“Lei ha descritto anche troppo bene” rispose il Maestro “dove sta per lei la difficoltà. Sa perché non può attendere che il colpo parta e perché il fiato le viene a mancare prima che il colpo sia partito? Il tiro giusto nel momento giusto non viene perché lei non si stacca da se stesso. Lei non è teso verso il compimento, ma attende il proprio fallimento.

Finché le cose stanno così non le resta altra scelta che provocare lei stesso un accadimento che è indipendente da lei, e fintanto che lei lo provoca, la mano non si apre nella maniera giusta – come la mano di un bimbo; non scoppia come il guscio di un frutto maturo.”
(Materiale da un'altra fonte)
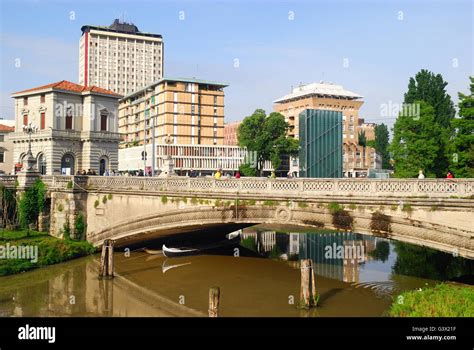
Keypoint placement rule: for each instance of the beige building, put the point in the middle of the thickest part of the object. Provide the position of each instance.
(119, 57)
(336, 98)
(174, 111)
(6, 147)
(230, 133)
(76, 128)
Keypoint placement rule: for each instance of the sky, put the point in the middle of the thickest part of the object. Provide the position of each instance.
(260, 48)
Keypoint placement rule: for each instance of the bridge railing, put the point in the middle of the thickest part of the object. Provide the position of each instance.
(252, 185)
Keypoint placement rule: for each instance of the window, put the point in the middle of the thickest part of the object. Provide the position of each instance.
(43, 121)
(103, 122)
(69, 119)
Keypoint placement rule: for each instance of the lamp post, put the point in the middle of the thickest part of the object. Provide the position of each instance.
(30, 160)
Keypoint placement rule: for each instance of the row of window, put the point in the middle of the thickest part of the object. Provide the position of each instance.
(42, 99)
(69, 121)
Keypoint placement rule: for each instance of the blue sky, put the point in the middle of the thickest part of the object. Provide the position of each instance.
(278, 44)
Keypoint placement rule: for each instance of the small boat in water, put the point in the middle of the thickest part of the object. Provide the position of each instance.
(186, 251)
(152, 251)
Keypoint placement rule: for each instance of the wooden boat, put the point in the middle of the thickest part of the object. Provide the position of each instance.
(186, 251)
(152, 251)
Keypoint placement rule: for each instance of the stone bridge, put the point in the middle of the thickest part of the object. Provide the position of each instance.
(437, 213)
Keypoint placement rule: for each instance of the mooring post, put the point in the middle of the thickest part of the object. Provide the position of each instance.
(314, 293)
(103, 259)
(214, 296)
(110, 269)
(305, 293)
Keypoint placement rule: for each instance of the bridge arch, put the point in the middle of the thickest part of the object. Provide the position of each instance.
(315, 216)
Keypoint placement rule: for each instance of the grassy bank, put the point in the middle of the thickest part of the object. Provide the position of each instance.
(50, 250)
(442, 300)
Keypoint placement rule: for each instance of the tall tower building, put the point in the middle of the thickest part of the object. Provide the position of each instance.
(119, 57)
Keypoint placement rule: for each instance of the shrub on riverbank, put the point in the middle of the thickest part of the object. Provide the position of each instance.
(51, 250)
(443, 300)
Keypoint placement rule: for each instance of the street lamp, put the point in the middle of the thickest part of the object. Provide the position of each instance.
(30, 160)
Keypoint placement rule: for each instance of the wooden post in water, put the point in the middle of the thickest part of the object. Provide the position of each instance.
(308, 294)
(110, 269)
(314, 293)
(214, 295)
(305, 293)
(103, 259)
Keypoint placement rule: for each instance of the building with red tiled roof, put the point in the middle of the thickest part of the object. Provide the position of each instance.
(77, 128)
(6, 149)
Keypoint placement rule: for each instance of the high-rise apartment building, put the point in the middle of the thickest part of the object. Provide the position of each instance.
(119, 57)
(174, 111)
(331, 97)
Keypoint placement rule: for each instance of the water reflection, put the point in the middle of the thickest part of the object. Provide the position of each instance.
(260, 282)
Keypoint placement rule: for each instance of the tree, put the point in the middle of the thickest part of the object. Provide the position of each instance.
(265, 137)
(381, 144)
(431, 88)
(415, 143)
(31, 204)
(462, 146)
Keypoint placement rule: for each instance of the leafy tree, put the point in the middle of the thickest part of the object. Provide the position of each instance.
(381, 144)
(462, 146)
(431, 88)
(265, 137)
(31, 204)
(415, 143)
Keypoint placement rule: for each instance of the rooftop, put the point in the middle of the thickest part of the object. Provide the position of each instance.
(181, 80)
(119, 27)
(65, 85)
(319, 89)
(6, 128)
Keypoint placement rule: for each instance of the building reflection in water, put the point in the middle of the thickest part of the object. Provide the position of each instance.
(323, 248)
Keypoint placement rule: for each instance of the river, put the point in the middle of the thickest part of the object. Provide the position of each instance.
(356, 275)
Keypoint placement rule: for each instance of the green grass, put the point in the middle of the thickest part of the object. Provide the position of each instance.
(443, 300)
(335, 207)
(51, 250)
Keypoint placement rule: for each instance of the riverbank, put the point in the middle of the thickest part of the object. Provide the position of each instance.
(442, 300)
(21, 251)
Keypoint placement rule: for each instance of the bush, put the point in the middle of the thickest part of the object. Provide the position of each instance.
(80, 226)
(443, 300)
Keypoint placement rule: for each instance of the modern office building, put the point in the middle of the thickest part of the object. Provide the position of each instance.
(77, 128)
(174, 111)
(205, 159)
(119, 57)
(230, 133)
(327, 96)
(320, 134)
(6, 146)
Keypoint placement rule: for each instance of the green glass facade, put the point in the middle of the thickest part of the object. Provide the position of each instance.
(320, 143)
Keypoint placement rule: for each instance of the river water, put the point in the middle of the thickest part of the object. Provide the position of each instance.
(356, 275)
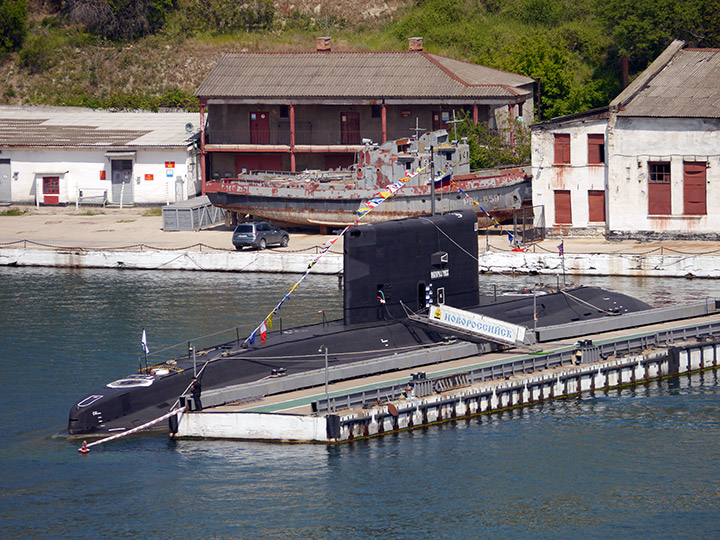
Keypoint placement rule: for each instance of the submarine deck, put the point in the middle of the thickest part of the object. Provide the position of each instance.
(299, 401)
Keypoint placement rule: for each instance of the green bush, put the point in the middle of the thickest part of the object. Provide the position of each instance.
(221, 16)
(40, 52)
(13, 24)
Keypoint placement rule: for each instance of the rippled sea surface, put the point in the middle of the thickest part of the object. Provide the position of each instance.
(633, 463)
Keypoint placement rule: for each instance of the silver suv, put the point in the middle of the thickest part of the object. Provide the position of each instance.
(259, 235)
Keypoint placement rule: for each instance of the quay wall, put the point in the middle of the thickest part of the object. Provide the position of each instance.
(221, 261)
(606, 264)
(483, 398)
(602, 264)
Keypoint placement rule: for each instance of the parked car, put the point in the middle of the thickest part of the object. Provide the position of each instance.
(259, 235)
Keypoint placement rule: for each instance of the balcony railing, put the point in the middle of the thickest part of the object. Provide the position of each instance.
(302, 137)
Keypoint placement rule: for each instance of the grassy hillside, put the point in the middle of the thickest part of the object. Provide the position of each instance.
(72, 56)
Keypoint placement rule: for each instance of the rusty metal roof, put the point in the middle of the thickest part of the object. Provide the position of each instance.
(357, 75)
(78, 127)
(681, 83)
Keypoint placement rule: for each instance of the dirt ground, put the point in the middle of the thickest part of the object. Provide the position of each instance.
(137, 228)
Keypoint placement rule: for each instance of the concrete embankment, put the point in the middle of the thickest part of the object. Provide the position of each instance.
(131, 239)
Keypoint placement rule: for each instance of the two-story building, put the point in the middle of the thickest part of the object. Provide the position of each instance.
(646, 165)
(312, 110)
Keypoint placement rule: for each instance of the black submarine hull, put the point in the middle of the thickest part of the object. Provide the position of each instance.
(390, 268)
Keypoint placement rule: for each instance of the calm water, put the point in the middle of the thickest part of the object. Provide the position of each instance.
(642, 463)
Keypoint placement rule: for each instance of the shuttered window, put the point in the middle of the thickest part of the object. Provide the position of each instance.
(563, 208)
(694, 190)
(596, 149)
(596, 203)
(659, 202)
(562, 148)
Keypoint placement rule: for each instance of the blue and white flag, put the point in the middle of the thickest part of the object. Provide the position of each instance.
(143, 343)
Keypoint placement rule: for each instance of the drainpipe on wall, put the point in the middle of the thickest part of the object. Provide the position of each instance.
(511, 117)
(292, 137)
(202, 144)
(383, 114)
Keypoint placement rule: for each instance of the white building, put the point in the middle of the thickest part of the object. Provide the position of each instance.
(62, 155)
(647, 165)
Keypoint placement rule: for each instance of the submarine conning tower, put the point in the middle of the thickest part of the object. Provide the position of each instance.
(413, 261)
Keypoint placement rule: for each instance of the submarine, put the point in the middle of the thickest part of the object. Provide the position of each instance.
(391, 269)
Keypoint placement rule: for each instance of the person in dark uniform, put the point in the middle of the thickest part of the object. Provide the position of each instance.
(195, 391)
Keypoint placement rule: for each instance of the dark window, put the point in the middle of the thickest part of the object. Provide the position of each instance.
(659, 197)
(562, 148)
(596, 149)
(659, 172)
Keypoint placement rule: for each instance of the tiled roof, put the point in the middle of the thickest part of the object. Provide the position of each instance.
(681, 83)
(356, 75)
(77, 127)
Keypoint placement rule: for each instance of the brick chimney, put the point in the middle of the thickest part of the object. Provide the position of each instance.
(323, 44)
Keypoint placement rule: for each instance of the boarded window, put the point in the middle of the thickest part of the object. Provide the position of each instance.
(259, 127)
(350, 127)
(694, 190)
(596, 149)
(659, 202)
(596, 203)
(562, 148)
(563, 209)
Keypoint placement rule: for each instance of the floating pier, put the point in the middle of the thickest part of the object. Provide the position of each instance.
(391, 402)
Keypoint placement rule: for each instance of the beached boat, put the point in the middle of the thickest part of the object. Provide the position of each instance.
(328, 199)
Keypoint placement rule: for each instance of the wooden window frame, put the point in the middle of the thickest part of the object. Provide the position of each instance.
(659, 188)
(562, 149)
(596, 149)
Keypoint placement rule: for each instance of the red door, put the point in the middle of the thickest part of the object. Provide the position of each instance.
(440, 120)
(563, 207)
(260, 127)
(596, 202)
(694, 192)
(350, 128)
(51, 190)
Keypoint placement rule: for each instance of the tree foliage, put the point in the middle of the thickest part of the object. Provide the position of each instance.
(641, 29)
(13, 24)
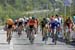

Dovetti confessare al Maestro che questa spiegazione accresceva la mia confusione.

“Ma infine” feci osservare “tendo l’arco e tiro la freccia per colpire il bersaglio. Tendere è dunque un mezzo per uno scopo. Una relazione che non posso perdere di vista. Il bambino non la conosce ancora, ma io non posso più ignorarla.”

La vera arte” esclamò allora il Maestro “è senza scopo, senza intenzione! Quanto più lei si ostinerà a voler imparare a far partire la freccia per colpire sicuramente il bersaglio, tanto meno le riuscirà l’una cosa, tanto più si allontanerà l’altra. Le è d’ostacolo una volontà troppo volitiva. Lei pensa che ciò che non fa non avvenga.”

“Ma lei non ha spesso ripetuto che il tiro con l’arco non è un passatempo, un gioco senza scopo, ma una questione di vita e di morte?”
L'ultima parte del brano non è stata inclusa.